O simbolismo nos remete ao simbolismo do Budismo, onde cada objeto e posição do mesmo tem um sginificado, bem como as cores e os alimentos.  Símbolos este que sempre fazem nos lembrar da condição humana, dos sofrimentos, das alegrias, da superação dos obstáculos, da purificação do mundano para o metafísico.

No fim, entendi cada vez mais a frase de Sua Santidade, o Dalai Lama: "O mundo não precisa de mais budistas, precisa de mais Budas, venham da religião que for!" e acho que essa é a essência dos verdadeiros budistas: não vilipendiar as doutrinas alheias e buscar a união e a paz entre todas elas.

Desta forma, cada vez mais quando vejo alguém dizendo que é "dono do Verdadeiro Budismo" e tenta denegrir tradições seculares do Budismo com ensejos financeiros e espúrios, ou mesmo, criticar as demais religiões tradicionais de maneira proselitista para angariar adeptos financistas para sua causa brancaleônica, a vontade que tenho é de simplesmente contemplar a ação e esperar o karma agir, porque a volta dessas ações, no meu ver, serão arrasadoras.

Assim, amigos budistas e não-budistas deixo com vcs algumas palavras do monge Rennyo Shonin em sua Epístola 14 chamada de "Não Vilipendiar as Doutrinas Alheias" que embora tenha sido escrita falando das diversas escolas Budistas de sua época, pode e deve ser ampliada para as demais religiões.  E quando tiverem chance, conheçam outras tradições religiosas, cada uma delas tem seus Budas. Namo Amida Butsu!

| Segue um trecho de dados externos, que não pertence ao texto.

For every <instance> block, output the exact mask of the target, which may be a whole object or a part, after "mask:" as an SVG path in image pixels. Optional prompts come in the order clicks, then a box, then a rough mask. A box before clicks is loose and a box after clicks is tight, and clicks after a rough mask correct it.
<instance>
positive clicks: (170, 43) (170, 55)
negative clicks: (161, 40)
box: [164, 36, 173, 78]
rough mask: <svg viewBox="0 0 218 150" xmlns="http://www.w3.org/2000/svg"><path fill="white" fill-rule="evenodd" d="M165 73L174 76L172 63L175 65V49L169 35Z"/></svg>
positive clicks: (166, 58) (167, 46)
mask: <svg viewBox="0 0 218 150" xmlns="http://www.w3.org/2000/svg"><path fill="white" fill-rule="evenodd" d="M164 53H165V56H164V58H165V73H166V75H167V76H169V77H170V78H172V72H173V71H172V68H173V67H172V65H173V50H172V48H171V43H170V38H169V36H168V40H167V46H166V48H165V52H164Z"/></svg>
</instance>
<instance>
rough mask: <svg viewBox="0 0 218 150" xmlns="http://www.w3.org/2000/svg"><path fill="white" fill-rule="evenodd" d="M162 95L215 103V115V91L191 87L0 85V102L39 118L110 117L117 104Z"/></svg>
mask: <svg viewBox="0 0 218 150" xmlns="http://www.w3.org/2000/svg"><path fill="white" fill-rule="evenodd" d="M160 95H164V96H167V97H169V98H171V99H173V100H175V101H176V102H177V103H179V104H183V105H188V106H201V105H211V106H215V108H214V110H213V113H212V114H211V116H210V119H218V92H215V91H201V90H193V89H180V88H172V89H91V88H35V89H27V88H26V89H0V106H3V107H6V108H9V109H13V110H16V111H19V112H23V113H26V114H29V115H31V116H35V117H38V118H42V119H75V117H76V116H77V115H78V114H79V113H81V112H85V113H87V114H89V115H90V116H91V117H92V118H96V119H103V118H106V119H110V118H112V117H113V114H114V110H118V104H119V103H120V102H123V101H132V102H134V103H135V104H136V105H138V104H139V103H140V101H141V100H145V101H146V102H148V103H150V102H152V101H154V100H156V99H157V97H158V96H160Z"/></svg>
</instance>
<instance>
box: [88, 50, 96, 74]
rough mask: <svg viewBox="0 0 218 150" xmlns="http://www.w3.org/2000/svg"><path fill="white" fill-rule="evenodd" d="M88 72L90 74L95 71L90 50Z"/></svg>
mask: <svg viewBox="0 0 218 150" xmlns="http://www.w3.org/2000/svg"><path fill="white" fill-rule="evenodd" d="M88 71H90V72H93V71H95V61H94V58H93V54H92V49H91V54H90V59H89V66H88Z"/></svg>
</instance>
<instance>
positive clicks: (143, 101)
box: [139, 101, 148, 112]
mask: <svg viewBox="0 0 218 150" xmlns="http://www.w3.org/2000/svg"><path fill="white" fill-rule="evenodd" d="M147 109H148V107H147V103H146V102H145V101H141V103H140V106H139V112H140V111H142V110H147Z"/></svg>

Em suma, entre os praticantes do Nenbutsu de nossa Escola, há que não vilipendiar as doutrinas alheias. Em primeiro lugar, considerando as Províncias de Etchû e Kaga, temos Shirayama, Tateyama e outros tantos templos nas montanhas. Já em Echizen, temos os Templos Heizen, Toyowara e outros. Assim, já no Grande Sutra da Vida Imensurável existe uma advertência contra isso: São excluídos apenas os culpados das Cinco Faltas Capitais (1) e aqueles que vilipendiam o Correto Dharma. Isso nos revela que os praticantes do Nenbutsu não devem vilipendiar as demais doutrinas. Além disso, também os sábios das diferentes escolas do Caminho dos Ascetas advertem que de maneira alguma se deve vilipendiar os praticantes do Nenbutsu. São muitas as provas textuais encontradas nos Sutras e nos Comentários. Temos, em primeiro lugar, a severa advertência que o Bodhisattva Nagarjuna, Patriarca das Oito Escolas (2), nos faz no Tratado da Grande Perfeição da Sabedoria. Assim diz o texto: Mesmo o praticante que observa os Preceitos não escapará das penas infernais se, por amor a seu próprio Dharma, vilipendiar as doutrinas alheias. Tais determinações tão claras se fundamentam no fato de que todas as doutrinas foram pregadas pelo Buda. Não vamos incorrer no erro de vilipendiá-las. Todas são escolas válidas, o que ocorre é que apenas não recorremos a elas. É, pois, extremamente lamentável que, em nossa linhagem, pessoas sem discernimento aviltem as demais escolas. Os monges líderes de templos que incorram nessa falta, certamente deverão ser punidos. Salve! Salve!
9º mês do 5º ano da Era Bunmei (1473)
Epístolas de Rennyo, I, 14
 [1] As chamadas Cinco Faltas Capitais são as seguintes: 1 - matar o pai; 2 – matar a mãe; 3 – matar um Mestre; 4 – perturbar a harmonia da Comunidade Budista; 5 – derramar o sangue de um Buddha.